Beyanga Medard, Gerwing-Adima Lisa, Jackson Kahima, Majaliwa Benjamin, Shimba Henrico, Ezekiel Simon, Massambu Charles, Majige Dickson, Mwasegaka Michael, Mtotela Wilson, Mateta Patrick, Kasang Christa
Department of Clinical Laboratory Services, Bugando Medical Center, Mwanza, Tanzania.
Tanzania Ministry of Health Community Development, Gender, Elderly and Children, Dodoma, Tanzania.
Afr J Lab Med. 2018 Jul 31;7(1):657. doi: 10.4102/ajlm.v7i1.657. eCollection 2018.
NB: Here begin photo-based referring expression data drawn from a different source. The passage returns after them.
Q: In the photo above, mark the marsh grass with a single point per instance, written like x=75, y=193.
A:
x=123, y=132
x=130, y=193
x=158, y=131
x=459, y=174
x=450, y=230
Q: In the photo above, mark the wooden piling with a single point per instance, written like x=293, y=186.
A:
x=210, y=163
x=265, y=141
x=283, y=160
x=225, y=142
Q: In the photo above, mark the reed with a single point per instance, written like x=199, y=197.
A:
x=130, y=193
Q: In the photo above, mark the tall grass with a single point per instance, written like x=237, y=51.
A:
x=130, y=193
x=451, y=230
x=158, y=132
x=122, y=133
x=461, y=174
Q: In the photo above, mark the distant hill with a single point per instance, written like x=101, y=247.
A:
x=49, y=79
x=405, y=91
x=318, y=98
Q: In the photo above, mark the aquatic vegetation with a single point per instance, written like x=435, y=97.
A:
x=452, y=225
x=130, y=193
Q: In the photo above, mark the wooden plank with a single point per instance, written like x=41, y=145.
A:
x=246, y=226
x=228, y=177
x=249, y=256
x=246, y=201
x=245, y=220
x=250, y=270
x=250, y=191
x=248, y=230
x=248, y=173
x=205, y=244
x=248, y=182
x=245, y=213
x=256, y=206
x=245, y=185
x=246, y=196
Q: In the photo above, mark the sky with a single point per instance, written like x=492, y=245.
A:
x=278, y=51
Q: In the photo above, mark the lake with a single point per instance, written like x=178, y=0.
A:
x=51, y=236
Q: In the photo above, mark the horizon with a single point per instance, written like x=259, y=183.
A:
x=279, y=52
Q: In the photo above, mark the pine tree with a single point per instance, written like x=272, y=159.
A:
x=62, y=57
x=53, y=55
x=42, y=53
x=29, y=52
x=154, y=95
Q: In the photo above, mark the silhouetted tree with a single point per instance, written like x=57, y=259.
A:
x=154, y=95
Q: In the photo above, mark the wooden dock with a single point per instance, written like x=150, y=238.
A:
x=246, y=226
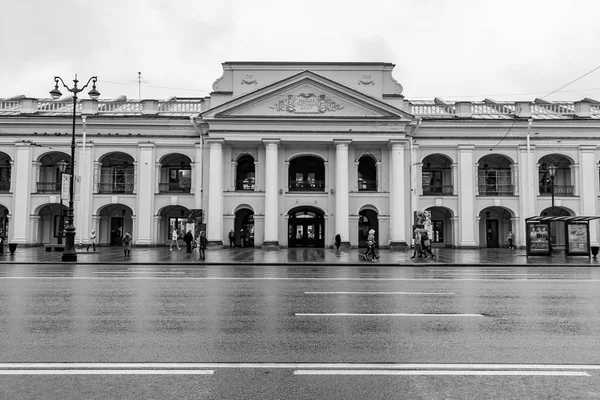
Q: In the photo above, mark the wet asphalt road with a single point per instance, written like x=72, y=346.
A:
x=269, y=332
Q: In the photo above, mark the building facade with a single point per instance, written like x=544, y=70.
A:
x=291, y=154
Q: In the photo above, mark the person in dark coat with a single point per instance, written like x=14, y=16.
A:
x=188, y=238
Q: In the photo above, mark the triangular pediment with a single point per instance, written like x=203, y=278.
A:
x=305, y=95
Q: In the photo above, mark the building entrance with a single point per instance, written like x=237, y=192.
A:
x=306, y=227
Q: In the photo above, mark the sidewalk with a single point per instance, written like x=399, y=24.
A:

Use of laboratory evidence-based patient health care in Tanzania remains a complex problem, as with many other countries in sub-Saharan Africa. As at 2010, 39 African countries, including Tanzania, had no clinical laboratories that met the minimum requirements for international laboratory standards (International Organization for Standardization [ISO] 15189).
The aim of this article is to share experience from Bugando Medical Centre laboratory's milestones in reaching ISO 15189 accreditation.
Mentors to address the laboratory management and technical requirements performed a gap analysis using the Southern African Development Community Accreditation system checklist. Several non-conformances were detected. System and technical procedures were developed, approved and communicated. Quality indicators were established to measure laboratory improvement and to identify issues which require immediate and preventive actions.
The departments' external quality assessment performance increased after ISO 15189 implementation (e.g. Parasitology from 45% to 100%, Molecular Biology from no records to 100%, Biochemistry 50% to 95%, Tuberculosis Microscopy 60% to 100%, and Microbiology from 48.1% to 100%). There was a reduction in complaints, from eight to two per week. Rejected samples were reduced from 7.2% to 1.2%. Turn-around time was not recorded before implementation but reached 92% (1644/1786) of the defined targets, and the proportion of contamination in blood cultures decreased from 16% to 4%.
Our experience suggests that the implementation of a quality management system is possible in resource-limited countries like Tanzania. Mentorship is necessary and should be done by professional laboratory mentors trained in quality management systems. Financial resources and motivated staff are key to achieving ISO 15189 accreditation.
与撒哈拉以南非洲的许多其他国家一样,在坦桑尼亚使用基于实验室证据的患者医疗保健仍然是一个复杂的问题。截至2010年,包括坦桑尼亚在内的39个非洲国家没有达到国际实验室标准(国际标准化组织[ISO]15189)最低要求的临床实验室。
本文旨在分享布甘多医疗中心实验室在获得ISO 15189认可过程中的里程碑经验。
负责解决实验室管理和技术要求的导师使用南部非洲发展共同体认可系统清单进行了差距分析。发现了几个不符合项。制定、批准并传达了系统和技术程序。建立了质量指标以衡量实验室的改进情况并识别需要立即采取和预防措施的问题。
实施ISO 15189后,各部门的外部质量评估表现有所提高(例如,寄生虫学从45%提高到100%,分子生物学从无记录提高到100%,生物化学从50%提高到95%,结核病显微镜检查从60%提高到100%,微生物学从48.1%提高到100%)。投诉从每周8起减少到2起。拒收样本从7.2%减少到1.2%。周转时间在实施前未记录,但达到了规定目标的92%(1644/1786),血培养中的污染比例从16%降至4%。
我们的经验表明,在坦桑尼亚这样资源有限的国家实施质量管理体系是可行的。指导是必要的,应由接受过质量管理体系培训的专业实验室导师进行。财政资源和积极主动的员工是获得ISO 15189认可的关键。